TLDR;
The cdk-validator-cfnguard
extension can be used to prevent future findings within AWS services such as Security Hub
or Trusted Advisor
. This refers to findings such as subnets that assign automatically public IPs in public subnets or that have API gateways logging activated and many more. In short, it's about a lot of good practices about AWS. The package can be easily installed with your CDK app and with CICD systems such as Azure Dev Ops you can create meaningful reports in the pull request. This enables a transparent view of the code changes to build AWS infrastructure. Four caveats must be mentioned. First, ARM-based build servers are not yet supported. Second, the package does not support metadata to avoid false positives. Third, very large CDK apps might fail due to character limit. Fourth, it's still experimental. Nevertheless, the tool is a good alternative to Checkov or Stelligent.
Shifting Your Cloud Security to the Left
AWS services are subject to constant change. This applies not only to their properties, but also to the models in which they should be used. For the AWS customer, this results in the problem of keeping up or making good decisions not to do so. Infrastructure that has already been deployed can be examined using various tools. Prowler is one of them, but AWS also offers several services for this purpose. The most strategically important is certainly the Security Hub service. Various findings from many other services are aggregated here, which can affect both the infrastructure (e.g. AWS Config) and the software (e.g. AWS Inspector).

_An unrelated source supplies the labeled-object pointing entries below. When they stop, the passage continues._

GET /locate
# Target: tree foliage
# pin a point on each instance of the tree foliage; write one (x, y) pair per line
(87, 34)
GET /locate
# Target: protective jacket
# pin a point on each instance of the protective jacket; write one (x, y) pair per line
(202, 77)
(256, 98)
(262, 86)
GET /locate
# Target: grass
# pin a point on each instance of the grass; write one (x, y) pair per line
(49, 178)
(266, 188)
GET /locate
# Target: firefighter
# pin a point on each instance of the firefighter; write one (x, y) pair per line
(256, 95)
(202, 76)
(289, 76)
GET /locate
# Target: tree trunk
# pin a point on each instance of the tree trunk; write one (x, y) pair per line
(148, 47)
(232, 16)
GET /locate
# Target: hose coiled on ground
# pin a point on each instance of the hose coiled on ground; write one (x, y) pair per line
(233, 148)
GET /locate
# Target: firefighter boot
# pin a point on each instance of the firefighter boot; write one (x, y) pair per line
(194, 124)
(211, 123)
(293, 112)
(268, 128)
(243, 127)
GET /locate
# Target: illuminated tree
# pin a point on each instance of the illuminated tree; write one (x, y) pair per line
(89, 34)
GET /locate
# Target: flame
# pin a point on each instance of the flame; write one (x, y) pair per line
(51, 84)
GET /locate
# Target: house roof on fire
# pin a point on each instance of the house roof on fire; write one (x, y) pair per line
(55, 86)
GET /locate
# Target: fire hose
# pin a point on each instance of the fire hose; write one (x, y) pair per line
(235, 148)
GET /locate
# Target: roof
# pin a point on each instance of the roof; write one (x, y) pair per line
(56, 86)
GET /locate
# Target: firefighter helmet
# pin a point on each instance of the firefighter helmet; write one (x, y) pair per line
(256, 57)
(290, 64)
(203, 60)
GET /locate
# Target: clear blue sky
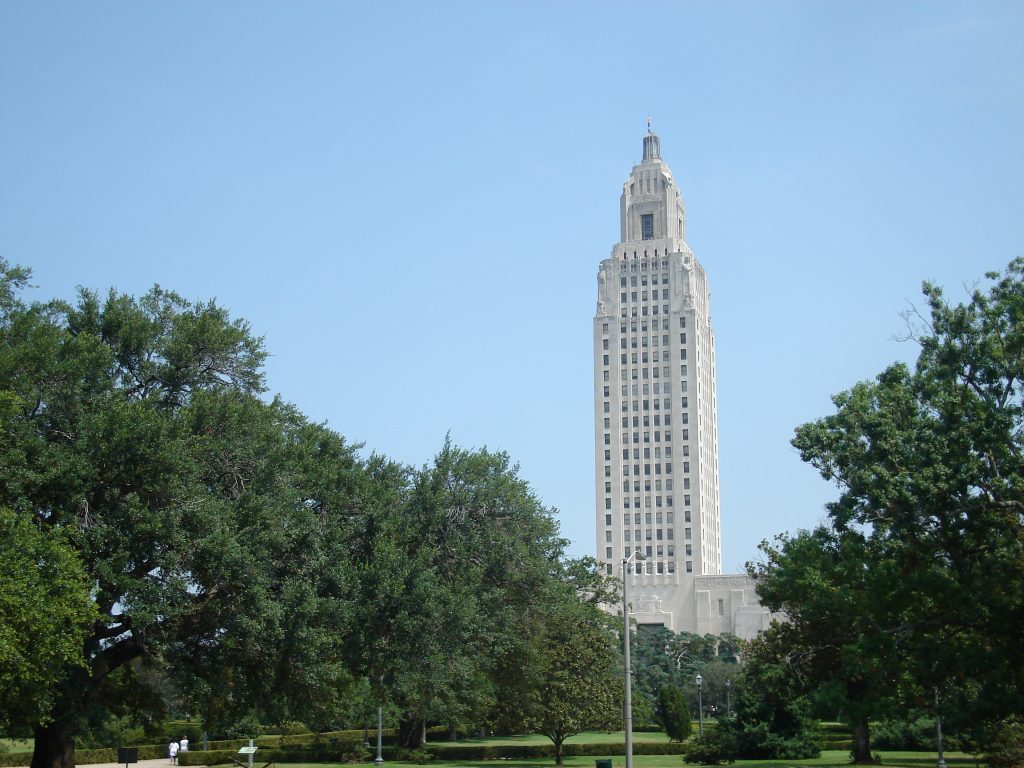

If you now use these services to fix the infrastructure findings, a drift occurs that is not always easy to fix. It is better to check for possible problems before the actual deployment. This approach is called “Shift-Left”. This can be done with the package cdk-validator-cfnguard. It's based on the CloudFormation Guard package.
After adding the packet, cdk synth
command checks the current deployment against all rules by the AWS Control Tower. A file (./cdk.out/policy-validation-report.json
) is created that provides information about policy violations.
Implementation in your CDK-App
The example of this app deploys an S3 bucket. This one should be safe. We will use encryption with KMS, a bucket policy that requires TLS and block public. Versioning should be enabled, to create some kind of deletion protection.
# ./cdk-validator/cdk_validator/cdk_validator_stack.py
from aws_cdk import Stack, aws_s3 as s3
from constructs import Construct
class CdkValidatorStack(Stack):
"""Create the actual deployment in each AWS account.
Args:
Stage (Stage): cdk Class stage
"""
def __init__(
self,
scope: Construct,
construct_id: str,
**kwargs
) -> None:
"""Initialise CDK stack class."""
super().__init__(scope, construct_id, **kwargs)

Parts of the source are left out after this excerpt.